I also like how the film keeps launching one little surprise after another and the way that it switches between odd-couple-inspired humor and – later in the film – heart tugging personal tragedy is an achievement in itself.  That, and Schreier and Ford are shrewd here for rarely try to mock the world they envision; they opt to evoke a small-scale, but sweeping credibility in Frank’s futuristic landscape and forge a tangible bond between him and his highly unlikely and resourceful companion.  The robot may just be a dutifully programmed servant for Frank, but it fosters and nurtures a bond with him based on loyalty and trust.  Even when Frank’s plan for his next big score seems unethical, the robot still devotedly remains at his side. 

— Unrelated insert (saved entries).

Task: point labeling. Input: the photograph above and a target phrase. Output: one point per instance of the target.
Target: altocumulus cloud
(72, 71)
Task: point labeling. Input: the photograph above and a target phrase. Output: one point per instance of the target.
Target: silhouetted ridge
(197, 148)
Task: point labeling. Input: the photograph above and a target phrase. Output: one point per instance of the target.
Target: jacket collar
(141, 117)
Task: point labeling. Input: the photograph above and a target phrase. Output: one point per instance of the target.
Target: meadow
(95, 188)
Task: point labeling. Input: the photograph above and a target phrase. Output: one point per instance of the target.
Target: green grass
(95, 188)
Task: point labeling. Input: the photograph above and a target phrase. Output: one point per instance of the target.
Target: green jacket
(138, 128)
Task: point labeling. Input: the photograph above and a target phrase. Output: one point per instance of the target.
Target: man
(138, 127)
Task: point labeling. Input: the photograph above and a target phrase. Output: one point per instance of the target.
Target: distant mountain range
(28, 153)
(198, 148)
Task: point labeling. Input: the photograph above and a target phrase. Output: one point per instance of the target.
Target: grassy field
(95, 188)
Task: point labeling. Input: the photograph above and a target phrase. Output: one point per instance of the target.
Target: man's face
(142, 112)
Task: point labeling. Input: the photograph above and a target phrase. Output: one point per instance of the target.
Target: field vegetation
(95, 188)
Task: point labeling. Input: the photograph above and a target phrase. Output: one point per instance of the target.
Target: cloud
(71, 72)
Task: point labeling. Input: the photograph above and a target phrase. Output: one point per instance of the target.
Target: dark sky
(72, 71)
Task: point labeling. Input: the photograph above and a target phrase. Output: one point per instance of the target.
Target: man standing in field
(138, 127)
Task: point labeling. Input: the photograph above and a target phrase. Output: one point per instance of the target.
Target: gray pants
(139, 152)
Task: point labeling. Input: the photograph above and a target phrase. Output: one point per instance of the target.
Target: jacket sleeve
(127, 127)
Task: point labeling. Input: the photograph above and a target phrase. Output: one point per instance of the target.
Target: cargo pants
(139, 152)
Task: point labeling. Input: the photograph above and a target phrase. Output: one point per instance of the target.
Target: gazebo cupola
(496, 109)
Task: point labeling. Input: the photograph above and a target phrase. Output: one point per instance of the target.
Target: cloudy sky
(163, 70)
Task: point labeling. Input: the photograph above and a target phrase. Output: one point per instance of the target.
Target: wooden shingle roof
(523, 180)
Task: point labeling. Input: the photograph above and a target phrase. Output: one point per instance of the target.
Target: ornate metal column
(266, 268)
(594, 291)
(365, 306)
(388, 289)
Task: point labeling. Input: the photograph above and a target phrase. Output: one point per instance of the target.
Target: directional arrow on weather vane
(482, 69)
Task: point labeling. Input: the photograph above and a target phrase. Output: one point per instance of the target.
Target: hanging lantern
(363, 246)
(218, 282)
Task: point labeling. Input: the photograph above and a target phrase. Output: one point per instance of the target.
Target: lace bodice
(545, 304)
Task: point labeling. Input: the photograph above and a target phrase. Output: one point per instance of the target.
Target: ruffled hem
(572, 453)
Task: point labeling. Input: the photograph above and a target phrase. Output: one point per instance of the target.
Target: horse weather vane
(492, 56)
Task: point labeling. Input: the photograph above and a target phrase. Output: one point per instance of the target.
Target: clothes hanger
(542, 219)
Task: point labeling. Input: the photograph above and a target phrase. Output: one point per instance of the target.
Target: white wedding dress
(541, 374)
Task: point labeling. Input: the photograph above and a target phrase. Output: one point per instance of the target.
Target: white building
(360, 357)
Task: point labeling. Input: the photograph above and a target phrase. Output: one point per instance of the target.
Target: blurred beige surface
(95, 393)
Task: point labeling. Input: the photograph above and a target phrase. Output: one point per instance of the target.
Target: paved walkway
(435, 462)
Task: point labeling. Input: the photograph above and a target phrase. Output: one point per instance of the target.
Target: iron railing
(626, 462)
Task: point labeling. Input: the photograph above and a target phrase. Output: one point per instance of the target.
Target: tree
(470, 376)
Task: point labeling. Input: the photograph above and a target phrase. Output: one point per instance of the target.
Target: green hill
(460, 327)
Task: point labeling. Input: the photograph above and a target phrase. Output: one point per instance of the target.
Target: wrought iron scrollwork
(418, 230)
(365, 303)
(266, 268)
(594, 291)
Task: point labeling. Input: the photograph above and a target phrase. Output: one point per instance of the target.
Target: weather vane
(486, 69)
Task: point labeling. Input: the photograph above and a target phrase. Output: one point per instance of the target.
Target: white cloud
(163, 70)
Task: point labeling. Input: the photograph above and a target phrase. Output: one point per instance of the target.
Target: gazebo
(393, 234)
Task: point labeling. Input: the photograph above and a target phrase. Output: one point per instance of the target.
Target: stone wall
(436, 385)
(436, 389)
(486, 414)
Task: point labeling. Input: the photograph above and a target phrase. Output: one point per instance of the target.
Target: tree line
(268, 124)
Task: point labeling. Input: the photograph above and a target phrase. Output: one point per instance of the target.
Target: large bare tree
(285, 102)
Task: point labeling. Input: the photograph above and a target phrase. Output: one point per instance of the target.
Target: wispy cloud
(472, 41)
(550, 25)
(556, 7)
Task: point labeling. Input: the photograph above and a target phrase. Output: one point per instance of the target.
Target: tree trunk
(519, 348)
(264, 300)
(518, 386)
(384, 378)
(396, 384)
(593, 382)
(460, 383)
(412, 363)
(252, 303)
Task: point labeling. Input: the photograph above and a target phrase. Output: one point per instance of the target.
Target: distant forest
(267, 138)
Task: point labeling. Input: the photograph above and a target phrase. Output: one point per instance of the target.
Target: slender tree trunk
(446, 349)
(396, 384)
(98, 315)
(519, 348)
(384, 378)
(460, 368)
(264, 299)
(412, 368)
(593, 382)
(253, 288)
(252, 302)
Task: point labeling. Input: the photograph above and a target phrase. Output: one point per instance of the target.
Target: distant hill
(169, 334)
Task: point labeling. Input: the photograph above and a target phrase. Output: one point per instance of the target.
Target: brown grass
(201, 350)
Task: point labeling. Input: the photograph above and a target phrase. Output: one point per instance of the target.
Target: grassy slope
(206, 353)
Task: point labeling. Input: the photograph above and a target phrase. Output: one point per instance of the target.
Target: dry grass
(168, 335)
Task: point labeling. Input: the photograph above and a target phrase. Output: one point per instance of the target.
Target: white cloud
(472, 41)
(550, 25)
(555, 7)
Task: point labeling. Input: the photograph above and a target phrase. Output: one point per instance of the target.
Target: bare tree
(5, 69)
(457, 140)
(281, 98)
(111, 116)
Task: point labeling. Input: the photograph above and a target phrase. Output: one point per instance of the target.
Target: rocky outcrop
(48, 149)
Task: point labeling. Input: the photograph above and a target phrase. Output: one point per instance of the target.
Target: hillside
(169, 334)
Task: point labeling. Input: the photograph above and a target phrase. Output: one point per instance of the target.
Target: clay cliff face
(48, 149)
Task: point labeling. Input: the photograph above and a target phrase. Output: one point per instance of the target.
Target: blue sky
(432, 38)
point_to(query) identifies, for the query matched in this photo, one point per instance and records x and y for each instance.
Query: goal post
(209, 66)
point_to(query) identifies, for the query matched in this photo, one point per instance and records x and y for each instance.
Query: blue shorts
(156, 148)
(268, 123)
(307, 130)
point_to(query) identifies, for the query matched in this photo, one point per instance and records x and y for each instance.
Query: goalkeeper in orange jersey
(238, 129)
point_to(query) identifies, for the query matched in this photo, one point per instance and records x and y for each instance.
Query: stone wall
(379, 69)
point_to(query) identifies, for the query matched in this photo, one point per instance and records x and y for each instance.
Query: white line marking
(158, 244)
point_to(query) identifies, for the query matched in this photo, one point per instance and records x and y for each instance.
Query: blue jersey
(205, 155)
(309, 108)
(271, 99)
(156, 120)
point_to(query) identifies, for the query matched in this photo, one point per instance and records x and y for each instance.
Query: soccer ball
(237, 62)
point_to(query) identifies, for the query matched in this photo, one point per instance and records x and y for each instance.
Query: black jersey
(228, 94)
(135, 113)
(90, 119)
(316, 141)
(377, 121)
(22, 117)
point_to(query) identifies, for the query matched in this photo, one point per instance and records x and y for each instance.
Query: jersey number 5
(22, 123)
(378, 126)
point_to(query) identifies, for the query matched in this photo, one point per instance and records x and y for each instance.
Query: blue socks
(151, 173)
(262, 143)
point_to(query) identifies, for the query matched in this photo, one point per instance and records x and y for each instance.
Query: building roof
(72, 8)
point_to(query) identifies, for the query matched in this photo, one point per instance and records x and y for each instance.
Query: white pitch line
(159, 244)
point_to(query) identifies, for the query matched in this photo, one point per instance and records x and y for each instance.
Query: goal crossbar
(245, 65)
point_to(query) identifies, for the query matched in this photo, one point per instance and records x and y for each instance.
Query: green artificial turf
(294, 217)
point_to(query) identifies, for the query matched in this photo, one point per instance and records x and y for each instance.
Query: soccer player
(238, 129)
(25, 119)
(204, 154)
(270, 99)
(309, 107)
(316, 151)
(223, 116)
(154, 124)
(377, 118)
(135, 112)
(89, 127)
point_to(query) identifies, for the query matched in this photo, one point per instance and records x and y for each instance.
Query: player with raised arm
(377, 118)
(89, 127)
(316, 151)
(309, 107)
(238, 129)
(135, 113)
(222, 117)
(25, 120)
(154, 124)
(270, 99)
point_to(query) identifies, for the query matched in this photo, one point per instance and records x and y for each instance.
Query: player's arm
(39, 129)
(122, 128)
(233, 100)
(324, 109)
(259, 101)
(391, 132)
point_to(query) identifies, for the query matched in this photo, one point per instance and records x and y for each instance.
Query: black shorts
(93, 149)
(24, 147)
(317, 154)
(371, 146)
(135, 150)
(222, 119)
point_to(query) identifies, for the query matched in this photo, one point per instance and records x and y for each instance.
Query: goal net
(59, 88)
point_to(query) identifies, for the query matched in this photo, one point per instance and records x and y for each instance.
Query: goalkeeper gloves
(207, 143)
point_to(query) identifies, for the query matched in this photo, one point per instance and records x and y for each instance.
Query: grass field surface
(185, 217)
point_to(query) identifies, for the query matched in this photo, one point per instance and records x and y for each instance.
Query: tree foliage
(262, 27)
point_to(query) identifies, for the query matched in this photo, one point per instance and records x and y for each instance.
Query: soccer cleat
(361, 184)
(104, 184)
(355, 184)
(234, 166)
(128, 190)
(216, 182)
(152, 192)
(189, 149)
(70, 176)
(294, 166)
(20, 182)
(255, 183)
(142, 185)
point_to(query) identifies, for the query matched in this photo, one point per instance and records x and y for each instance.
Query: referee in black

ROBOT AND FRANK makes a few missteps, like with a largely underwritten role of Frank’s bohemian and travel-hungry daughter (played kind of blandly by Liv Tyler) that causes some momentary complications with his heist plans, not to mention that Jeremy Strong’s obnoxious hipster character is a laughably one-note and cartoonish protagonist that’s never really a threatening presence.  Yet, I was so won over by FRANK AND ROBOT that I grew less and less conscious of its faults and just allowed myself to be taken in by it.  With the wrong frame of mind going it, the film will easily turn off a lot of cynical filmgoers, but I found that it was cunningly crafted in the way it both touched me and made me laugh.  For a film about a man afflicted with Alzheimer’s and his camaraderie with his robotic friend to achieve that deserves merit.